The represented method of TLS 3D mapping with SLAM support is faster than TLS. The data acquisition time is circa 1 h including the measurements for the individual TLS rooms and using SLAM LS for the hallways. For the same area, the TLS reference is collected in 3.5 h. However, the used TLS device Leica RTC360 can also use visual odometry to improve the data collection time; it will not be as fast as the represented combination of SLAM and TLS. As an alternative method, it would be possible to use other sensors, such as a depth camera, in the case of using SLAM LS. However, Chen et al. [27] studied that the depth camera, as the Matterport 3D camera, has weaker accuracy and lower point density than tested SLAM methods.

This method could be expanded to integrate the indoor environments into the outside world. In this case, the SLAM data also needs to be collected outside the building, as we did. The outdoor SLAM point cloud needs to cover enough features that it is possible to integrate it with existing outdoor point clouds—such as aerial, mobile laser scanner point clouds—or other reference data. The SLAM point cloud can contain both outdoor and indoor measurements because SLAM enables data collection in complex environments with the opportunity to move easily from one environment to another [40,60]. In this case, the registration of the SLAM point cloud with the existing outdoor point cloud would be the first step in the registration. The rest of the steps would be the same as without the outdoor integration. The SLAM LS point cloud collection is faster than TLS and the point cloud can be easily expanded to cover areas that are easier to georeference, such as the lower floors of high buildings.

6. Conclusions

In this paper, we illustrated the potential use of SLAM LS data for supporting the building-scale registration of non-overlapping TLS point clouds in order to reconstruct comprehensive building floor/3D maps. The presented strategy improves efficiency since it allows TLS data to only be collected from those parts of the building that require such accuracy. The rest of the building can be measured with SLAM LS accuracy, which data provide a common frame for registering all new data for facility management purposes.

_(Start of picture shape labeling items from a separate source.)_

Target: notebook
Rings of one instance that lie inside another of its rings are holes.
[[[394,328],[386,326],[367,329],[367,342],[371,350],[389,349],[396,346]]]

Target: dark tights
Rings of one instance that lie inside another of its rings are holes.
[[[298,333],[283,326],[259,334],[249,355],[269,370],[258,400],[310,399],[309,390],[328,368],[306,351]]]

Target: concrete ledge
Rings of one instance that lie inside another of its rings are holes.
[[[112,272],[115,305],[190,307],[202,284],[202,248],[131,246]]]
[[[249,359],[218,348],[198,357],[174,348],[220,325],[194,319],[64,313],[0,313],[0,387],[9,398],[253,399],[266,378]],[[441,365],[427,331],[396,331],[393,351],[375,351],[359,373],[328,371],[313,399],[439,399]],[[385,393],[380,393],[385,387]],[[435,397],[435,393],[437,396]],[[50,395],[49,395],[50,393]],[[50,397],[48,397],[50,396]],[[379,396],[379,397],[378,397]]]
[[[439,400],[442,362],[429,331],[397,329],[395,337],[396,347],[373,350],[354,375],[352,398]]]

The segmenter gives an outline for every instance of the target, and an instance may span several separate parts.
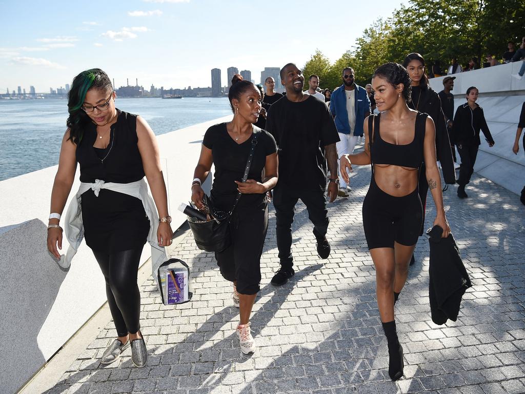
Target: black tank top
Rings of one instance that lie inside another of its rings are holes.
[[[96,179],[117,183],[130,183],[144,178],[142,159],[139,151],[136,115],[117,110],[117,121],[111,125],[108,147],[97,149],[97,126],[90,123],[77,147],[77,161],[80,165],[80,181]]]
[[[381,113],[374,115],[374,136],[371,144],[371,158],[372,164],[391,164],[403,167],[417,168],[423,162],[423,141],[426,113],[419,112],[416,116],[414,139],[410,143],[396,145],[384,141],[379,131]],[[371,119],[372,118],[371,117]],[[372,122],[369,120],[369,130],[372,129]]]

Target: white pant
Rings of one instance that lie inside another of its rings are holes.
[[[341,140],[339,142],[336,143],[335,146],[337,148],[337,154],[339,158],[343,154],[351,154],[354,151],[355,144],[359,140],[359,137],[353,136],[352,134],[343,134],[339,133],[339,138]],[[339,166],[338,166],[339,167]],[[338,169],[339,172],[339,187],[341,189],[344,189],[346,187],[346,184],[341,176],[341,171]]]

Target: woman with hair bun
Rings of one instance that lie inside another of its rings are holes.
[[[364,151],[344,155],[340,170],[348,182],[346,170],[352,171],[352,164],[372,164],[370,187],[363,203],[363,224],[376,269],[377,306],[388,343],[388,375],[395,381],[403,376],[403,361],[394,304],[406,281],[423,221],[418,171],[423,161],[437,212],[434,225],[443,229],[444,237],[450,230],[436,163],[434,122],[407,105],[411,90],[408,73],[400,64],[386,63],[375,70],[372,84],[380,113],[365,119]]]
[[[425,72],[425,59],[418,53],[408,54],[403,63],[411,79],[412,95],[408,101],[408,107],[420,112],[427,113],[434,121],[436,129],[436,151],[437,160],[441,165],[443,179],[448,184],[456,183],[452,150],[450,149],[448,133],[445,122],[445,115],[441,109],[441,99],[438,94],[428,86],[428,78]],[[425,178],[425,163],[419,172],[419,198],[423,206],[423,221],[419,235],[423,234],[425,224],[425,209],[428,192],[428,184]],[[410,265],[415,262],[413,255]]]
[[[66,216],[70,246],[66,260],[70,261],[83,233],[106,279],[117,333],[100,362],[113,362],[131,345],[131,361],[142,368],[148,352],[140,331],[140,256],[146,239],[162,250],[171,243],[173,232],[155,135],[140,116],[116,108],[116,97],[107,74],[99,68],[82,71],[73,80],[67,130],[51,194],[47,247],[60,258],[60,219],[78,162],[81,184]],[[70,215],[75,210],[78,214]]]
[[[494,146],[494,139],[487,126],[483,109],[476,102],[479,94],[475,86],[471,86],[467,89],[465,96],[467,102],[459,106],[456,110],[452,126],[454,143],[457,146],[461,157],[457,192],[460,199],[468,196],[465,188],[470,182],[470,177],[474,172],[474,164],[481,144],[480,130],[483,132],[489,147]]]
[[[268,229],[266,192],[277,183],[277,147],[271,134],[254,126],[261,108],[261,96],[249,81],[232,81],[228,98],[233,120],[212,126],[203,140],[201,157],[192,184],[192,201],[199,209],[205,208],[204,192],[201,185],[209,173],[215,173],[210,193],[215,209],[230,212],[241,193],[232,215],[232,244],[215,253],[223,277],[233,283],[233,299],[240,308],[237,326],[241,351],[253,353],[255,342],[250,328],[250,315],[260,288],[260,257]],[[245,183],[241,182],[256,133],[255,150]],[[264,179],[261,173],[264,170]]]

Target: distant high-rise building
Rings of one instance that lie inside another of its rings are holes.
[[[235,74],[239,74],[239,69],[237,67],[228,67],[228,89],[232,87],[232,78]]]
[[[240,71],[240,76],[245,81],[251,81],[251,71],[248,70],[243,70],[243,71]]]
[[[212,96],[218,97],[220,96],[220,69],[212,69]]]
[[[264,86],[264,81],[268,77],[271,77],[275,80],[275,87],[274,88],[274,91],[282,93],[284,91],[284,87],[281,85],[281,77],[279,72],[281,69],[279,67],[265,67],[264,70],[261,71],[261,84]]]

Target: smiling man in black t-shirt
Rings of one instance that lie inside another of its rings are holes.
[[[292,268],[291,224],[299,199],[313,223],[319,257],[330,255],[324,196],[327,162],[331,177],[328,187],[330,202],[337,196],[339,181],[335,148],[339,136],[328,107],[303,93],[304,77],[295,64],[282,68],[281,81],[286,96],[272,105],[266,120],[266,130],[279,147],[279,181],[274,191],[274,205],[281,267],[271,279],[275,286],[284,285],[295,273]]]

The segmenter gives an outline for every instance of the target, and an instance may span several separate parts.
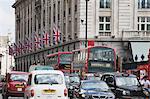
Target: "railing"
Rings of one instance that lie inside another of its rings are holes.
[[[150,31],[122,31],[122,39],[124,38],[150,38]]]

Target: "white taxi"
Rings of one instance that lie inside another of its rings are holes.
[[[61,71],[32,71],[27,85],[25,99],[68,99],[64,74]]]

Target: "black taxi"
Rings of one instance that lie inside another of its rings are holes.
[[[147,96],[147,92],[143,90],[135,75],[117,72],[104,73],[101,80],[108,84],[117,98],[134,99]]]

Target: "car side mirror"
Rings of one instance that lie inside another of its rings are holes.
[[[5,78],[3,78],[3,79],[2,79],[2,82],[6,82],[6,79],[5,79]]]

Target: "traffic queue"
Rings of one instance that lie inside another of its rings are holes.
[[[149,99],[150,91],[133,74],[65,73],[33,65],[30,72],[12,71],[2,79],[2,97],[24,99]],[[150,87],[150,86],[149,86]]]

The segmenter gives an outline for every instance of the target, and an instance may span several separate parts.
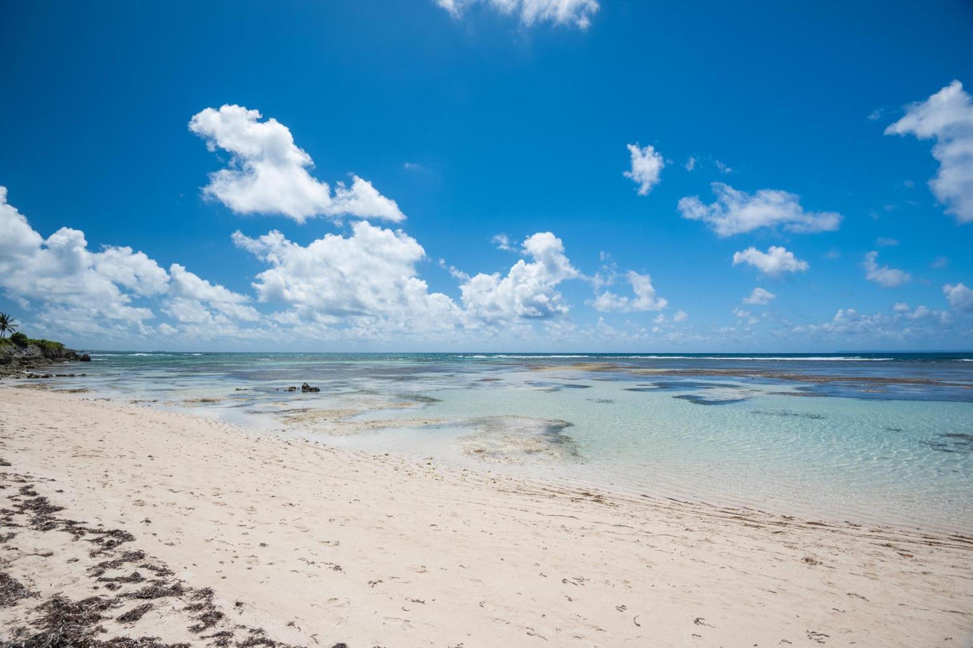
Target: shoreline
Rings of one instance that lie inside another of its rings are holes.
[[[35,487],[65,516],[125,529],[295,645],[955,646],[973,627],[961,536],[569,488],[8,386],[0,426],[0,472],[55,479]],[[4,634],[58,587],[96,587],[59,550],[34,566],[50,583],[18,573],[39,597],[0,608]],[[173,615],[110,631],[195,645]]]

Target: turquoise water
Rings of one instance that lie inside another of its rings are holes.
[[[973,354],[94,352],[85,371],[47,382],[351,449],[973,531]],[[284,391],[304,381],[321,391]]]

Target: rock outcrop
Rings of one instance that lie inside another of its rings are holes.
[[[22,376],[27,370],[54,362],[90,362],[91,357],[79,354],[62,344],[28,343],[18,346],[13,343],[0,345],[0,378]]]

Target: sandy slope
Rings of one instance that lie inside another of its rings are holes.
[[[59,515],[130,532],[234,623],[293,644],[973,645],[963,538],[571,490],[11,387],[0,457]],[[0,571],[39,594],[0,607],[7,638],[56,592],[107,594],[70,533],[43,536],[50,557],[38,538],[0,545]],[[204,644],[177,608],[103,638]]]

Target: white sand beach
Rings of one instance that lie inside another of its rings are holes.
[[[57,594],[62,609],[104,596],[78,631],[159,637],[137,645],[973,640],[964,537],[570,489],[9,386],[0,458],[12,645],[45,631]]]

In our test case, we found that 3D mapping of non-overlapping TLS data covering individual rooms was possible with 18–51 mm based on accuracy assessment with target sphere reference. Based on our case study, the overall path has more impact on the SLAM-supported non-overlapping TLS room registration than the visiting time of the rooms. In addition, the method saves time. Our test was performed in a normal indoor office environment that included a lot of features supporting the SLAM LS solution. However, one must remember that using a SLAM LS is prone to having larger orientation problems if not enough suitable features are available. Therefore, it is recommended that the area in focus is carefully examined beforehand and supporting features are placed into the environment if needed.